Google Ad

HABTM Search By Multiple Tags in CakePHP

Date: Sun, Jul 11th 2010, 15:53 Author: nick Views: 17328 Comments share

The Problem

A client came to me with an interesting request. They wanted the ability to search a songs database based on tags that defined that song. A similar problem would be faced with a real estate portal trying to search properties that have specific amenities, or posts with certain tags, etc.. etc...

The concept is fairly simple, but one that can be a bit tricky to do with a HABTM relationship in CakePHP. This isn't just a tricky problem in CakePHP, its a tricky problem on a database level.

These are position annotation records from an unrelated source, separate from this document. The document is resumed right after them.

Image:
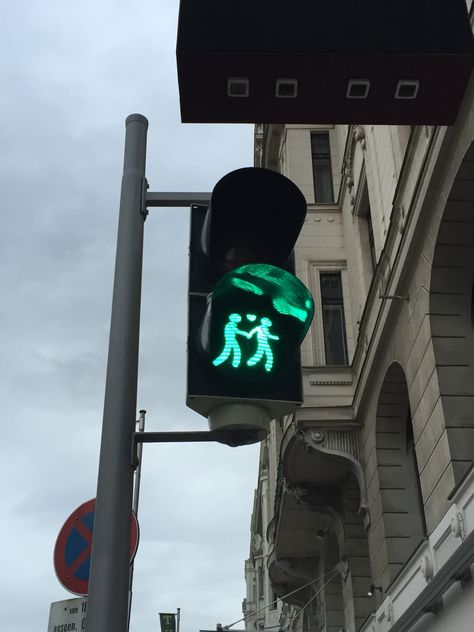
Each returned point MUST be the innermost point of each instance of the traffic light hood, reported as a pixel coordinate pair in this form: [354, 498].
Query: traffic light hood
[255, 216]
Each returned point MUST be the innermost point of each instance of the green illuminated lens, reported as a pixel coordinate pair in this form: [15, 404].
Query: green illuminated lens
[232, 352]
[259, 315]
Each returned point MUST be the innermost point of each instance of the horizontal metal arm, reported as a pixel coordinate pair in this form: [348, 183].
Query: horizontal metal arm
[174, 199]
[231, 438]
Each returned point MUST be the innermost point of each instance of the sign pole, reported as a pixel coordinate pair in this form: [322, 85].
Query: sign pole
[110, 563]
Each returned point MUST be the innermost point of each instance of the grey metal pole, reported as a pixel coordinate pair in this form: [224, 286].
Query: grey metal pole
[110, 563]
[136, 497]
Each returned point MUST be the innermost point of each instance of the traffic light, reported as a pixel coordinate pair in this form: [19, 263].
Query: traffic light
[248, 313]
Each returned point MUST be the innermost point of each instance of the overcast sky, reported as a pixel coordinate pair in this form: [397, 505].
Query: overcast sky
[71, 73]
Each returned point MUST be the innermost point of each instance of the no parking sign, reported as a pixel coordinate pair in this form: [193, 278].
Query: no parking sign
[72, 552]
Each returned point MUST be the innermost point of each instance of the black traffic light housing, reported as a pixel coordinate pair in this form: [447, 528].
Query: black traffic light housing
[254, 217]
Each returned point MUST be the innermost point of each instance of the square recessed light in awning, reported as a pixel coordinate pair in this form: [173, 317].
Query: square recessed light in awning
[286, 88]
[358, 89]
[407, 89]
[237, 87]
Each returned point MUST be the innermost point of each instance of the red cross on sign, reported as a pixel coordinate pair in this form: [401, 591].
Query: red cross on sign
[72, 552]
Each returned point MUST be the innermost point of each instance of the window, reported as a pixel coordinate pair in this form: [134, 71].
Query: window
[335, 343]
[322, 171]
[261, 585]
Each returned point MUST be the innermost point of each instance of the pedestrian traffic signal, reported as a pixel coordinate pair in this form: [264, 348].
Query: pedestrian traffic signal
[256, 319]
[248, 313]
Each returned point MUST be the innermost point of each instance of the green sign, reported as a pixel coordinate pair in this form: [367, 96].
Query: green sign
[259, 315]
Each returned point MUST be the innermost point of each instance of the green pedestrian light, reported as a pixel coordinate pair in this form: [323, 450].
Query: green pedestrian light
[258, 317]
[248, 314]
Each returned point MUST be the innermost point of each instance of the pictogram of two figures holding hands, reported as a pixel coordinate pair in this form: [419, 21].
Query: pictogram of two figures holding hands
[232, 350]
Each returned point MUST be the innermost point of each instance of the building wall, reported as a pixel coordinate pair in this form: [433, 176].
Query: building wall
[378, 461]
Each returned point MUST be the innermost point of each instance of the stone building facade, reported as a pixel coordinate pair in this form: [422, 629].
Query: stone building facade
[364, 511]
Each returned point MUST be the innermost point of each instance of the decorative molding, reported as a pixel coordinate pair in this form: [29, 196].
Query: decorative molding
[343, 444]
[356, 135]
[313, 498]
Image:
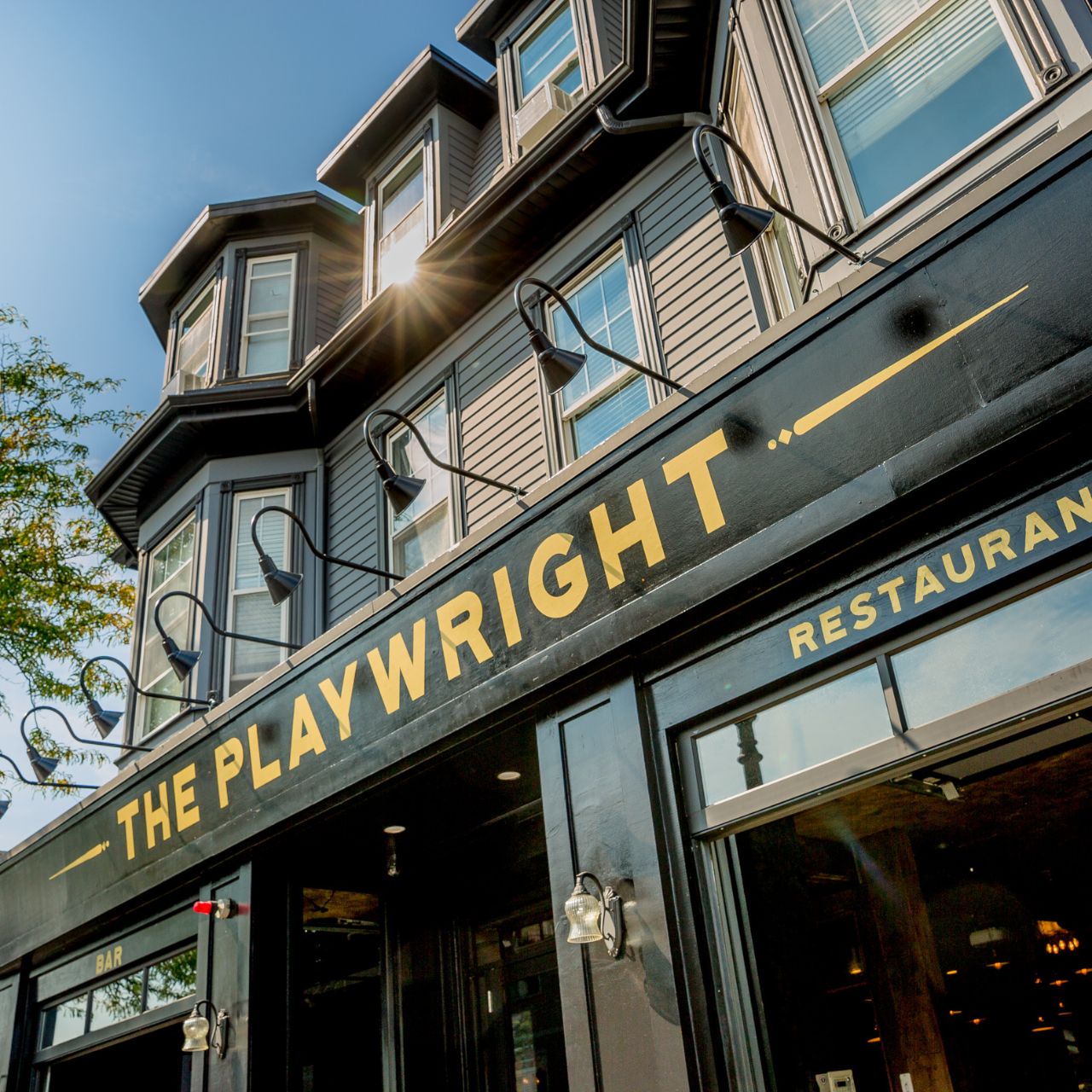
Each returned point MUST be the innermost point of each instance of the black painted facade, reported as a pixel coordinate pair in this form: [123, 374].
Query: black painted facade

Now searching for all songs based on a single tag is easy enough -- set the join, set the condition, everyone eat cake. However, searching based on multiple tags is a little more involved.

The setup and scope

Consider the following song list and their related tags (ie ... SongName (Tag1,Tag2,Tag3....)):
  • Song1 (Drum Intro, Guitar Solo, No Vocal)
  • Song2 (Drum Intro)
  • Song3 (Guitar Solo, No Vocal)
  • Song4 (Drum Intro, No Vocal)

Now, I want an easy way to get all songs based on an array of tags (ie ... Search(Tag1,Tag2....) = Result Set):
  • Search(Drum Intro, No Vocal) = Song1 and Song4
  • Search(Guitar Solo) = Song1, Song3
  • Search(Drum Intro, Guitar Solo) = no results
  • Search(Drum Intro, Guitar Solo, No Vocal) = Song1

Google is our friend

While approaching this problem I stumbled across a great post by teknoid and although it was close to what I wanted, it had a very large limitation -- Teknoid's solution would only return a result set of songs if the tags are an exact match -- no more, no less. I needed something more flexible. I needed a way to search for a set of songs that had at least the specific set of tags, but could possibly have more.

The Solution

So, with the help of the CakePHP's custom find methods I hit was off to work!

  1. //Song Model
  2. var $hasAndBelongsToMany = array('Tag');
  4. var $_findMethods = array('similar' => true);
  6. function _findSimilar($state, $query, $results = array()){
  7.   if($state == 'before' && isset($query['tags'])){
  8.     $query['joins'] = array(
  9.       array(
  10.         'table' => 'songs_tags',
  11.         'alias' => 'SongsTag',
  12.         'type' => 'inner',
  13.         'conditions' => array('SongsTag.song_id =')
  14.       ),
  15.       array(
  16.         'table' => 'tags',
  17.         'alias' => 'Tag',
  18.         'type' => 'inner',
  19.         'conditions' => array(
  20.           ' = SongsTag.tag_id'
  21.         )
  22.       )
  23.     );
  24.     if(!is_array($query['tags'])){
  25.       $query['tags'] = array($query['tags']); //make it an array.
  26.     }
  28.     $query['conditions'][''] = $query['tags'];
  30.     //set limit
  31.     $query['limit'] = isset($query['limit']) ? $query['limit'] : 5;
  33.     return $query;
  34.   }
  35.   elseif($state == 'after' && isset($query['tags'])){
  36.     $retval = array();
  37.     foreach($results as $key => $result){
  38.       $tags = Set::extract('/Tag/name', $result);
  39.       if(count($query['tags']) == count(array_intersect($tags, $query['tags']))){
  40.         $retval[] = $results[$key];
  41.       }
  42.     }
  43.     $results = $retval;
  44.   }
  45.   return $results;
  46. }

Breakdown ... prepare query

We're actually doing a few things here. There are two states to a custom find -- before and after. Lets break it down to bite size pieces.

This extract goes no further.